Analysis

Setup

library(tidyverse) # load tidyverse package
── Attaching core tidyverse packages ──────────────────────── tidyverse 2.0.0 ──
✔ dplyr     1.1.4     ✔ readr     2.1.5
✔ forcats   1.0.0     ✔ stringr   1.5.1
✔ ggplot2   3.5.1     ✔ tibble    3.2.1
✔ lubridate 1.9.4     ✔ tidyr     1.3.1
✔ purrr     1.0.2     
── Conflicts ────────────────────────────────────────── tidyverse_conflicts() ──
✖ dplyr::filter() masks stats::filter()
✖ dplyr::lag()    masks stats::lag()
ℹ Use the conflicted package (<http://conflicted.r-lib.org/>) to force all conflicts to become errors
library(plotly) # load other neccessary packages

Attaching package: 'plotly'
The following object is masked from 'package:ggplot2':

    last_plot
The following object is masked from 'package:stats':

    filter
The following object is masked from 'package:graphics':

    layout
library(ggplot2)
library(dplyr)
library(htmlwidgets)
load("data/video_game_cleaned.RData")  # import the cleaned dataset

Data Analysis

Q2. What are the top 20 games in the shooter genre?

top_shooter<- df_clean|>
  filter(genre== "Shooter")|> # filter to ensure the calculation only focus on the shooter genre
  group_by(name)|>
  summarise(shooter_rank=sum(total_sales))|>
  arrange(-shooter_rank)|>
  head(20) |> # only look at the top 20 games 
  ggplot(aes(x = reorder(name, shooter_rank), y = shooter_rank, fill = shooter_rank))+
  geom_col()+
  labs(title ="Top 20 Game in Shooter Genre",
       x = "Game",
       y = "Global sales of copies in millions",
       caption = "Source: Kaggle | Author: Shen Chon Wun")+
  theme_light()+
  coord_flip()+
  scale_fill_gradient(low="#F4F8D3",
                      high = "#73C7C7")

ggplotly(top_shooter)

Q3. Are certain genres dominant in specific regions (e.g., RPGs in Japan, shooters in North America)?

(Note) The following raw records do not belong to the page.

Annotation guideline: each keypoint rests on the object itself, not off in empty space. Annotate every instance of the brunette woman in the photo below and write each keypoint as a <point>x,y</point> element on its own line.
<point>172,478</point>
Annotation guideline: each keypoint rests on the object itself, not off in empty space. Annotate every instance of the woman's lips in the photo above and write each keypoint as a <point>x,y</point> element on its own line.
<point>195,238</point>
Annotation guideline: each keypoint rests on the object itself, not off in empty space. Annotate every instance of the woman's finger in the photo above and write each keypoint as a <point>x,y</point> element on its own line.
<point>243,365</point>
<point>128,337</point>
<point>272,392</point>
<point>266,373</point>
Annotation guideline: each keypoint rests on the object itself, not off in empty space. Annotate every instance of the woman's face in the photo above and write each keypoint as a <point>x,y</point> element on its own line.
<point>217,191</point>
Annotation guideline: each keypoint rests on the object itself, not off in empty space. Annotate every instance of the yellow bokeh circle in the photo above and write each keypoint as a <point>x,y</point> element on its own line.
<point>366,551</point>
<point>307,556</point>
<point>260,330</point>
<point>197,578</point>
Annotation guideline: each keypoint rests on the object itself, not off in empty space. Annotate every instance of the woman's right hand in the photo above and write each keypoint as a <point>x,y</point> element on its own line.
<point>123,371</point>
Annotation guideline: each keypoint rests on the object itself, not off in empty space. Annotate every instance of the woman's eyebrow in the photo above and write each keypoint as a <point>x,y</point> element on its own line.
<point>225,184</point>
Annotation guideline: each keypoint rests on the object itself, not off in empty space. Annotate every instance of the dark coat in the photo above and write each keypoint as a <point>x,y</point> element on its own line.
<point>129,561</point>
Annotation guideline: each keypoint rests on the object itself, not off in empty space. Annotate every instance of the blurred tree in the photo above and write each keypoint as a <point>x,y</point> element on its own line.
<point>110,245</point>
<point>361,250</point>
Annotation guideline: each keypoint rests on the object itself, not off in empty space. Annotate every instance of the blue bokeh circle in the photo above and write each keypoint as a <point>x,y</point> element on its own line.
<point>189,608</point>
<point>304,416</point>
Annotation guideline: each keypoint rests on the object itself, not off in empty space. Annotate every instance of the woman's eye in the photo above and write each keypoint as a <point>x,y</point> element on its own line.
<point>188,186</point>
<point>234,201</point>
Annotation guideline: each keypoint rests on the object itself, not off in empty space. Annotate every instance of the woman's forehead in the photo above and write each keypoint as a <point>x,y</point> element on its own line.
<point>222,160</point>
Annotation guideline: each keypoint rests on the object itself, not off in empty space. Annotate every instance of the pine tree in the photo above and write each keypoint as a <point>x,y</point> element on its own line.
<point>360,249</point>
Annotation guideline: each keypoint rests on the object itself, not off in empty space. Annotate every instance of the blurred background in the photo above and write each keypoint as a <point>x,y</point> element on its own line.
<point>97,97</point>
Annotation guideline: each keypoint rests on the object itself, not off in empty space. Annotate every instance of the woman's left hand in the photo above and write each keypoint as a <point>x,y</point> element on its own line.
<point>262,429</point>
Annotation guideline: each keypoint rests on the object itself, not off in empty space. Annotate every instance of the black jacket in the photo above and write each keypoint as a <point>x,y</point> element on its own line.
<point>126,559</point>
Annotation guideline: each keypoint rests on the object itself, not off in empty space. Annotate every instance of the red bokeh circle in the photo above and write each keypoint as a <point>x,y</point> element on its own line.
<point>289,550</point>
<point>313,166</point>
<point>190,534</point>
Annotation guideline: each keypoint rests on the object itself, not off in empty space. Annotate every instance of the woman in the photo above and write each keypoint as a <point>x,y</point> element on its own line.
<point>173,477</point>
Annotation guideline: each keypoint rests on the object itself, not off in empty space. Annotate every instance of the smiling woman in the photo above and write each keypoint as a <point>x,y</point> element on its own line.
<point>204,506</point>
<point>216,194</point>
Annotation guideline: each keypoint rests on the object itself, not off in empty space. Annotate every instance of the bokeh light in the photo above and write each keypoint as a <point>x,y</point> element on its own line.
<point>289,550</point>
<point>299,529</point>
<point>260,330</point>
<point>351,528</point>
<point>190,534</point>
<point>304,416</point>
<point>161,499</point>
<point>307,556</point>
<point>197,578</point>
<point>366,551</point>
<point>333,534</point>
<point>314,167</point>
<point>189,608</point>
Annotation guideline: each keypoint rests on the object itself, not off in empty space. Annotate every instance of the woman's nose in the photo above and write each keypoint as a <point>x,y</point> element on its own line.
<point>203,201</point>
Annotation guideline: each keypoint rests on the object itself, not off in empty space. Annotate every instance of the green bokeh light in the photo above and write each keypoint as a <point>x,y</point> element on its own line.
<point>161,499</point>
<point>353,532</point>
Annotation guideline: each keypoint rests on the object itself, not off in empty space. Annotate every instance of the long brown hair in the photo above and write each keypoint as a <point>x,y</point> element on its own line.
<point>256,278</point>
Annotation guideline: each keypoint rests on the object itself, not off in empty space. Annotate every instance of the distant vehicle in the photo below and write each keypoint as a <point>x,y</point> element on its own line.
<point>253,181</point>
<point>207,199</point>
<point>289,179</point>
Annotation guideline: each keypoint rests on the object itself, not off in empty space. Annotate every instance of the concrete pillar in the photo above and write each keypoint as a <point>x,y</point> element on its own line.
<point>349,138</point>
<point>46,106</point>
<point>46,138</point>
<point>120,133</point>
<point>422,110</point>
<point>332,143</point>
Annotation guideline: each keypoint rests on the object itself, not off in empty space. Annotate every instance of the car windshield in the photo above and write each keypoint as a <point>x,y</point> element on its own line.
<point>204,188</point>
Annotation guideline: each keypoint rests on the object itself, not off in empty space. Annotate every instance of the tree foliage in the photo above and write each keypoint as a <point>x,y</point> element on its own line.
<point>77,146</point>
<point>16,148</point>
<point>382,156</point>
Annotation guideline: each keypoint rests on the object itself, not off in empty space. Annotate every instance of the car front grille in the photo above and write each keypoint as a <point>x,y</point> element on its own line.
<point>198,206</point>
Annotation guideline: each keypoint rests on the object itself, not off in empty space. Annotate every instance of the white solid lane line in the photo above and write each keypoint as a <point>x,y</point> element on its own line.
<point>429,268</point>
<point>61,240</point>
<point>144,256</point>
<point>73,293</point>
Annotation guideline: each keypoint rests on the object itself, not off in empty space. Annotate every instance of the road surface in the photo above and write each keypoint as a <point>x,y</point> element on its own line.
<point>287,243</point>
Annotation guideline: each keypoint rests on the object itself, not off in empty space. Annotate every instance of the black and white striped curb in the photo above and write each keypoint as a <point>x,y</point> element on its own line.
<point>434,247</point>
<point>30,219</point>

# group and summarise sales
genre_sales <- df_clean |>
  group_by(genre) |>
  summarise(na_sales = sum(na_sales, na.rm = TRUE), # calculate total sales for each region
            jp_sales = sum(jp_sales, na.rm = TRUE),
            ea_sales = sum(ea_sales, na.rm = TRUE),
            other_sales = sum(other_sales, na.rm = TRUE))

# transform the data from wide to long format (only used for this question)
genre_sales_long <- genre_sales |>
  pivot_longer(cols = c(na_sales, jp_sales, ea_sales, other_sales), # select the specific the columns
               names_to = "region", # create new column that contain the names of the specific region
               values_to = "sales") # create new column that contain corresponding sales value

# calculating sales percentage
genre_sales_percent <- genre_sales_long |>
  group_by(region) |>
  mutate(
    total_sales = sum(sales),
    percentage = sales / total_sales * 100
  ) |>
  ungroup() # remove the grouping

# replace the region name
genre_sales_percent <- genre_sales_percent |>
  mutate(region = recode(region,
                         na_sales = "North America",
                         jp_sales = "Japan",
                         ea_sales = "Europe & African",
                         other_sales = "Other"))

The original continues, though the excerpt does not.